Poetry in motion is a phrase I often hear when watching the Formula One as the commentators describe how drivers elegantly navigate dangerous corners, but I feel it is a phrase that befits Tao of Glass. The concept for this piece is unlike anything I’ve heard of in the traditional world of theatre, but I’m finding with contemporary theatre that the creatives feel more at home with the nonsensical that ever before.

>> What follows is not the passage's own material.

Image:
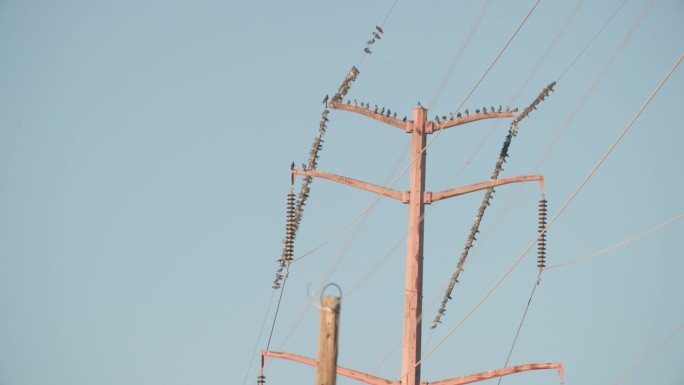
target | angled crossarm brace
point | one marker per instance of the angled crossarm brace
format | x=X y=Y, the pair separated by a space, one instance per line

The fact that Tao of Glass is having its world premiere at the Royal Exchange makes this performance even more magical. The first play Phelim McDermott (writer, co-director and performer) ever witnessed, or rather didn’t witness was in Manchester – his home town. For a Manc, this makes Tao of Glass feel much more like a collection of memories than a play. The history of the Royal Exchange and the running theme of this piece go hand in hand, McDermott talks about what he coins “deep democracy”, the idea that the world operates on a system of three levels: consensus reality at the top, dreamland floating about in the middle and essence at the very bottom. It is the latter that would prove to be a world of inspiration for McDermott and eventually for Philip Glass. For those unfamiliar with the Royal Exchange, its theatre space has three tiers all with an amazing view of the stage. Its design was conceived by Richard Negri who believed in an opportunity of equality and wanted to reflect that in the seating design of the Royal Exchange. A subject that McDermott touches on, almost to try and validate his home town roots to the audience.
Tao of Glass is referred to online as “part-concert, part performance”, but anyone familiar with the work of Philip Glass will understand that any performance even remotely relating to Glass’ music is a masterpiece. Glass’ composition provides a wave of calm and serenity, but the underlying tension his work creates leaves you feeling as though your whole world could turn upside down with the drop of a pin. No one understands this better than McDermott, he understands what Glass is trying to say without any form of verbal communication and the partnership they’ve forged over the years is one that is completely unrivalled.
Tao of Glass is a biographical composition told behind the beautiful Mancunian mask of Phelim McDermott with the stunning accompaniment of Philip Glass. If none of the shows at the Manchester International Festival catch your eye, I implore you to see Tao of Glass.
You will not leave without being overcome with emotion, and if you don’t believe me, just ask the full house standing ovation this piece received on its inaugural night.